Santé : 48 heures de réflexion sur la néphrologie au Burkina Faso

La Société Burkinabè de Néphrologie (SOBUNEPH) tient du 31 mai au 1er juin son premier congrès à Ouagadougou. Le lancement officiel du congrès est donné dans la soirée de ce mercredi 31 mai 2023 par la chargée de mission du ministre de la Santé et de l’hygiène publique, Dr. Antoinette Valian/Bougma dans la salle de conférence du CHU de Tengandogo.

Pendant 48 heures, les congressistes vont poser des réflexions plurielles sur la néphrologie au Burkina Faso. « La pratique néphrologique en Afrique au Sud du Sahara, enjeux et perspectives » est le thème retenu pour les différents panels et tables rondes. Les acteurs réunis à ce congrès auront pour tâche de trouver des moyens efficaces afin de permettre d’une part aux gouvernants de mettre en place des politiques efficientes pour le traitement de maladies chroniques non transmissibles. Aussi, les échanges permettront aux participants d’acquérir de nouvelles connaissances sur ces maladies à travers les expériences partagées des pays invités.

En effet, plusieurs panélistes et acteurs de la santé publique sont venus du Mali, de l’Algérie, du Cameroun, de la Côte d’Ivoire, du Sénégal et bien d’autres pays. Ils partagent actuellement leurs expériences au congrès.

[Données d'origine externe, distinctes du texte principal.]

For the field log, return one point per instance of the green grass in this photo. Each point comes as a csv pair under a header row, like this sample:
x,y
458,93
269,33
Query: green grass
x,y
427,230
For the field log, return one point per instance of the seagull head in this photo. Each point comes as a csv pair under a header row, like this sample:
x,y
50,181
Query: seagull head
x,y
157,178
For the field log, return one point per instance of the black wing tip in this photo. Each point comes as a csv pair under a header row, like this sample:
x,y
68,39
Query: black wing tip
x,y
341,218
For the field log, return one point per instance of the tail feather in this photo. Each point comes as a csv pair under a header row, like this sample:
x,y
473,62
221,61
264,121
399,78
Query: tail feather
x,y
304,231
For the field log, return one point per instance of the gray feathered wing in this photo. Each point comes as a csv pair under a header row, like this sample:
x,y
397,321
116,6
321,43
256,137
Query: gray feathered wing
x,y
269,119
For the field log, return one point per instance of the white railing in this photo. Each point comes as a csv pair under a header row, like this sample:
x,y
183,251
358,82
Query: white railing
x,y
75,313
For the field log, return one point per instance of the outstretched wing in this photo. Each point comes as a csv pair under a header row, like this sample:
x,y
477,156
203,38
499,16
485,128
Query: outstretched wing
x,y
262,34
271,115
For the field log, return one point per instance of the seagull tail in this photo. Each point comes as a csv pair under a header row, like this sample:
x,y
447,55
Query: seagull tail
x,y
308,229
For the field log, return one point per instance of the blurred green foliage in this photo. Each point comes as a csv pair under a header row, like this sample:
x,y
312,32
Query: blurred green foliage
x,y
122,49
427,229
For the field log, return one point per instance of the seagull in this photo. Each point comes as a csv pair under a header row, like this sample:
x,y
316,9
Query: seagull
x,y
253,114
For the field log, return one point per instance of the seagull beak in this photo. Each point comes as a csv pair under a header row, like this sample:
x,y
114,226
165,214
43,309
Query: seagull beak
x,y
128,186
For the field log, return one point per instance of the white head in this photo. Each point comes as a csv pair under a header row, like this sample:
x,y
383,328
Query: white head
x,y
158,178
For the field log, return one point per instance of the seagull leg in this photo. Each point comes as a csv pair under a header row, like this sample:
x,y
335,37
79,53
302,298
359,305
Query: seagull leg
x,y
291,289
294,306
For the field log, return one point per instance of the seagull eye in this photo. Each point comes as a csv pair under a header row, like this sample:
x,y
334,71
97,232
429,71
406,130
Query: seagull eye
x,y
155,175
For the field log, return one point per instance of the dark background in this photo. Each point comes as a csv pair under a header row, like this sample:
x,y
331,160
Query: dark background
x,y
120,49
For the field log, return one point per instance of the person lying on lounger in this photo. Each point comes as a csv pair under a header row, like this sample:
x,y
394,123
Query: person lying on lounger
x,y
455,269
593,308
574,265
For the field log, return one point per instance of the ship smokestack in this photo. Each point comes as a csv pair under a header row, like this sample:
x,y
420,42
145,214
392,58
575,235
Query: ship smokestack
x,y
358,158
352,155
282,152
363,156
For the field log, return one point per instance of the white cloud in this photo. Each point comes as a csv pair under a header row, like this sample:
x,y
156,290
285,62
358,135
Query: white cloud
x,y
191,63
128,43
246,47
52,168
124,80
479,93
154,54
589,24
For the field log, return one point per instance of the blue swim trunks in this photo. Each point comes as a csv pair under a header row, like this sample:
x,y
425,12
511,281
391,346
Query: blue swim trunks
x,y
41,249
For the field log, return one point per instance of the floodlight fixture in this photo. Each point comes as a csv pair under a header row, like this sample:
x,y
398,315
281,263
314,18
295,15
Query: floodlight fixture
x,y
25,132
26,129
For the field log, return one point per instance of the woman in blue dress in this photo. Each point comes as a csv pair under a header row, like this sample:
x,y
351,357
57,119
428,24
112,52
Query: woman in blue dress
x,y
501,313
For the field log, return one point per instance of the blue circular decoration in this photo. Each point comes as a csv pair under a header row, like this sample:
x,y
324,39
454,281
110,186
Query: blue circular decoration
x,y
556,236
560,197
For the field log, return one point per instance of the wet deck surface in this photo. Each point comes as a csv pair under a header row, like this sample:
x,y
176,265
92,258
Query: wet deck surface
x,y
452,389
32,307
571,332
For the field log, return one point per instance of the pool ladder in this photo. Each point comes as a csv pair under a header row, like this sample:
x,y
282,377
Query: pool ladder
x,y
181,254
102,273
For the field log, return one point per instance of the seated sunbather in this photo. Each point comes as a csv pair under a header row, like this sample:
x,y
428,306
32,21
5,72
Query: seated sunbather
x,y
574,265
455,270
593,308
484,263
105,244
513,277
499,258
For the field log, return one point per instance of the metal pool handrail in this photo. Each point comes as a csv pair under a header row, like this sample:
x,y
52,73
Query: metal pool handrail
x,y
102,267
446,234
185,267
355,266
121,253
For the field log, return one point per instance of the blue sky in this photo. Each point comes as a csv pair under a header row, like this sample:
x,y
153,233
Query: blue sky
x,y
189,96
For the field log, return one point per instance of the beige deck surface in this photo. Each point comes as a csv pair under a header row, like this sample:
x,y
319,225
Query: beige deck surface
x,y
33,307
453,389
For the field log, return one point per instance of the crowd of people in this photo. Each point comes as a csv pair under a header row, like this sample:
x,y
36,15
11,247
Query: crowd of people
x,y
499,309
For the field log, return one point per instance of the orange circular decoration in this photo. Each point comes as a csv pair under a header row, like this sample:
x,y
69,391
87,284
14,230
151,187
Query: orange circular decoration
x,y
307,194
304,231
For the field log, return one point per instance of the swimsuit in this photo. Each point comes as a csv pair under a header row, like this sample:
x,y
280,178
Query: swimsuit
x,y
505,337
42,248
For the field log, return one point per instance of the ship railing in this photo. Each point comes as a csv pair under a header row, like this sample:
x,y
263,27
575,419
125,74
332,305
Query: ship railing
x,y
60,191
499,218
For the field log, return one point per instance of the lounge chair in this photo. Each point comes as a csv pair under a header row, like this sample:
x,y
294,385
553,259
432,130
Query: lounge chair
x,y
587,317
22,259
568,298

La néphrologie intervient dans la prévention, le diagnostic et le traitement des maladies rénales. Aujourd’hui, la question est devenue cruciale, car selon l’OMS, plus de 850 millions de personnes sont affectés par les problèmes rénaux. Le Burkina Faso qui s’en est pris trop tard « ne compte que 34 néphrologues répartis dans 7 hôpitaux », a indiqué la représentante du ministre de la Santé à cette cérémonie, Dr. Antoinette Valian/Bougma.

Pour elle, en dépit de la crise sécuritaire, la Société Burkinabè de Néphrologie a fait preuve « de résilience pour tenir ce congrès ». Dans le même sens, le Président de l’Association Africaine de Néphrologie, le Pr. Abdou Niang a félicité la SOBUNEPH pour l’organisation de ce premier congrès.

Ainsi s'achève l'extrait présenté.